While reading The Practice of Everyday Life, I found it easy to grasp the initial discussion of Certeau’s main terms of a strategy vs. a tactic. A strategy being a way for corporations, governments and big businesses to control people as well as the environment around them; And, a tactic being a way that individuals, subordinate to the “big” businesses, negotiate the world, “constantly manipulat[ing] events in order to turn them into ‘opportunities’” (xix). However, with the introduction of other philosophies, I began to get lost in Certeau’s overall argument and found it hard to grasp the detailed analysis he is putting forth.
Chapter 8, “Railway Navigation and Incarceration” was a breath of fresh air (maybe because of it’s length); I thought it was beautifully written and put forth an interesting analysis of something we rarely do – ride in a train.
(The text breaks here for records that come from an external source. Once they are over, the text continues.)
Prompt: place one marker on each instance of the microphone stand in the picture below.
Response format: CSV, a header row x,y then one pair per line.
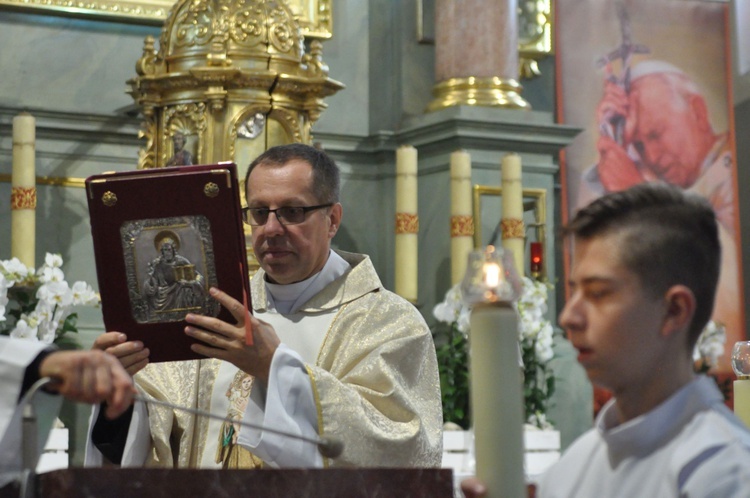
x,y
327,446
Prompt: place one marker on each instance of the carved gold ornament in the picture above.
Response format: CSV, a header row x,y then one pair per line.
x,y
22,198
211,190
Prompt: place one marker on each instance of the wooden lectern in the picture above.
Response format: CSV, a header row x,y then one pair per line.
x,y
271,483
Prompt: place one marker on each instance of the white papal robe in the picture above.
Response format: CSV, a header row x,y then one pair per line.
x,y
357,363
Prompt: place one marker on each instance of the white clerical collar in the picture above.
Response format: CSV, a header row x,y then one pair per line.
x,y
286,299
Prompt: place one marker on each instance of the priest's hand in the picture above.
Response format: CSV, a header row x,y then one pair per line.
x,y
132,354
226,341
89,377
473,488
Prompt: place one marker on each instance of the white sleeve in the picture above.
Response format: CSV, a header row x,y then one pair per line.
x,y
288,405
15,356
137,444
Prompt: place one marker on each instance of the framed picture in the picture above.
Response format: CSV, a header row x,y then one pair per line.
x,y
487,210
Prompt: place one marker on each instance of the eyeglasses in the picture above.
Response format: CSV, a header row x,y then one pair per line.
x,y
287,215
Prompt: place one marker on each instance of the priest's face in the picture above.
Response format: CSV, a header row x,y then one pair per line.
x,y
671,129
290,253
610,319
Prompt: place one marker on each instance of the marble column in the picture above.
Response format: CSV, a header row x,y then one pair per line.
x,y
476,54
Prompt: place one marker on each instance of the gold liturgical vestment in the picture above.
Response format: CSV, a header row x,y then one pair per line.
x,y
375,383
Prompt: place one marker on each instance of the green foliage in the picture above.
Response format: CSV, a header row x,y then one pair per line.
x,y
452,354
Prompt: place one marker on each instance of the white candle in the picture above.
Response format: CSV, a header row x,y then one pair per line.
x,y
496,399
462,220
742,400
512,204
23,190
407,223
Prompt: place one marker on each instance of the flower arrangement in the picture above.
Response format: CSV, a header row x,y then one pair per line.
x,y
535,334
36,305
709,347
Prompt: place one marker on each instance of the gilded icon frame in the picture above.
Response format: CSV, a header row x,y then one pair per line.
x,y
535,31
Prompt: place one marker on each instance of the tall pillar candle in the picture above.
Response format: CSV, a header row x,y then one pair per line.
x,y
462,220
496,399
742,399
407,223
23,190
511,221
741,367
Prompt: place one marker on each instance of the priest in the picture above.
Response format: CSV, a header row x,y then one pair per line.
x,y
86,376
334,354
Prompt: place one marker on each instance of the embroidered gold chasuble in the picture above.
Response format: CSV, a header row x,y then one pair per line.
x,y
375,383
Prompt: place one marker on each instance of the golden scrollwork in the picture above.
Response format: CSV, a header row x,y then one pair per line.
x,y
211,190
109,198
534,201
314,16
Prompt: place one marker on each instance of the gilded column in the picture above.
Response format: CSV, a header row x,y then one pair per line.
x,y
462,221
23,190
476,54
407,223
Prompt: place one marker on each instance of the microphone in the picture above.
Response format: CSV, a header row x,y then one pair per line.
x,y
327,446
29,441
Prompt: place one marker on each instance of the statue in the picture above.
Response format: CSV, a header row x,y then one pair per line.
x,y
181,157
172,283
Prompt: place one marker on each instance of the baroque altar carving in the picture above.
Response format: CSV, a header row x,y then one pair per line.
x,y
230,79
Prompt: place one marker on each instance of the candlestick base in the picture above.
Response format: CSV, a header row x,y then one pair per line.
x,y
485,92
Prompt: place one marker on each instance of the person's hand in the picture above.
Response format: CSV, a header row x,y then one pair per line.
x,y
617,171
89,377
132,354
226,341
473,488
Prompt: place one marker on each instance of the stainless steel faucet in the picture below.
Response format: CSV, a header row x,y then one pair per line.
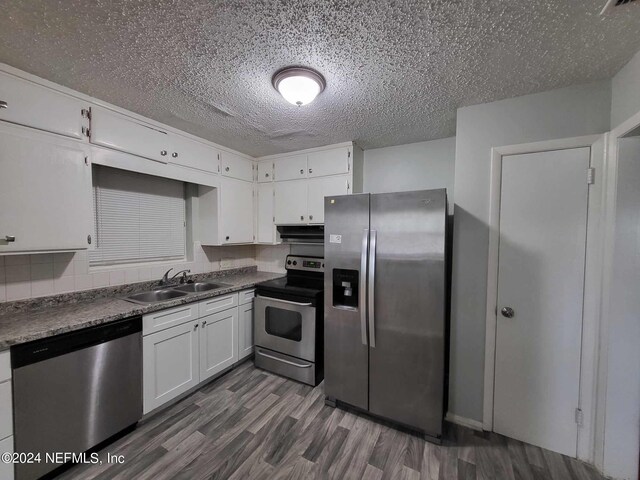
x,y
165,278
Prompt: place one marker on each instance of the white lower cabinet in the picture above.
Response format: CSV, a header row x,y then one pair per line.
x,y
245,330
170,364
218,342
184,346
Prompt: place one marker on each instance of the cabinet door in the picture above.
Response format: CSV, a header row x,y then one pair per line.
x,y
40,107
169,364
235,166
45,191
236,211
290,168
325,187
190,153
245,334
218,342
329,162
7,469
266,228
113,130
265,171
290,202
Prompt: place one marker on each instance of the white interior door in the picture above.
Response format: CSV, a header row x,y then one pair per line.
x,y
543,222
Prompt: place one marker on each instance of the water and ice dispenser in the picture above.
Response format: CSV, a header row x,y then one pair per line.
x,y
345,288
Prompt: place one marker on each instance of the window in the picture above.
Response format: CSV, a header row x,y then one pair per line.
x,y
138,218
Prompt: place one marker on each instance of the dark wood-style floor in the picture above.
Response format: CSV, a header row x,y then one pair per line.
x,y
251,424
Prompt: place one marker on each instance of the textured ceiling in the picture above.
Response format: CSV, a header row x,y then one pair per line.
x,y
396,70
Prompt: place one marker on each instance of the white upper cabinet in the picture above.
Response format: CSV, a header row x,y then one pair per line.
x,y
265,171
27,103
45,192
236,211
329,162
113,130
318,188
193,154
290,168
266,228
235,166
290,202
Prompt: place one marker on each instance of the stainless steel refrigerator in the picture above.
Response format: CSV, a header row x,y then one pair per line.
x,y
385,305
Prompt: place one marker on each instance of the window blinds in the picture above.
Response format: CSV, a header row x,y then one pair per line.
x,y
138,218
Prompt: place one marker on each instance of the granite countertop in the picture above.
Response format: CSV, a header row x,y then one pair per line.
x,y
25,321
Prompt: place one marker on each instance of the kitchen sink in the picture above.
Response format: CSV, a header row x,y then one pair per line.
x,y
155,296
200,287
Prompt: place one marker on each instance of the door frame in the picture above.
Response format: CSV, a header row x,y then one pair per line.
x,y
592,284
630,125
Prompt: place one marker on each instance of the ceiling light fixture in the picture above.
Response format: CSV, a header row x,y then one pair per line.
x,y
298,85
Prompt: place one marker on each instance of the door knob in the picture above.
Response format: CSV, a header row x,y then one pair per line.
x,y
507,312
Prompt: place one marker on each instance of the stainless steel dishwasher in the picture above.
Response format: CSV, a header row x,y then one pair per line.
x,y
75,390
Certeau refers to riding in a train as “traveling incarceration” (111). Inside the train car, you are in a tiny ordered world, with no way out; you are detached from the outside world, constantly viewing a changing scenery of vast immense objects that stand alone and are unmoved. Certeau illustrates this symbolic and real separation through a description of the iron rail and the windowpane that isolates the traveler. This all links back to the superior machine, “the solitary god from which all action proceeds. It not only divides spectators and beings, but also connects them; it is a mobile sym-bol between them, a tireless shifter, producing changes in the relationships between immobile elements” (113). In our lifestyles today, we are so dependent on technology and machines in that these machines have become god – an all powerful god that provides the means for us to connect with each other as well as businesses to operate. Machines have become our life-support.
I particularly liked how Certeau uses Jules Verne to show that the railway can connect these technologies with dreams. This is apparent when leaving the incarceration (an “incarceration-vacation” -114), and all the chaos of the workplace returns. The word incarceration conjures up images of prisoners, crime, and a place that no one wants to be a part of. However, Certeau reminds us that with the chaos of everyday life – the stress of the workplace, the constant hustle of people on the streets, and our postmodern scatterbrains – we all crave an “incarceration vacation,” a few minutes of order. In moments of weakness, we want someone to tell us what to do, to give us a schedule, to make hard decisions for us. I think this hints back to ideas of hegemonic forms of consent. If the hegemonic culture provides an easy way out, an easy lifestyle governed by simple rules, it makes sense that the majority of individuals give his or her “consent” and buy into it. To be radical, to go against the norm, takes enormous energy, courage, and willingness to constantly be different, defending your ideals. It becomes far easier to just jump on the train, and take an “incarceration vacation.”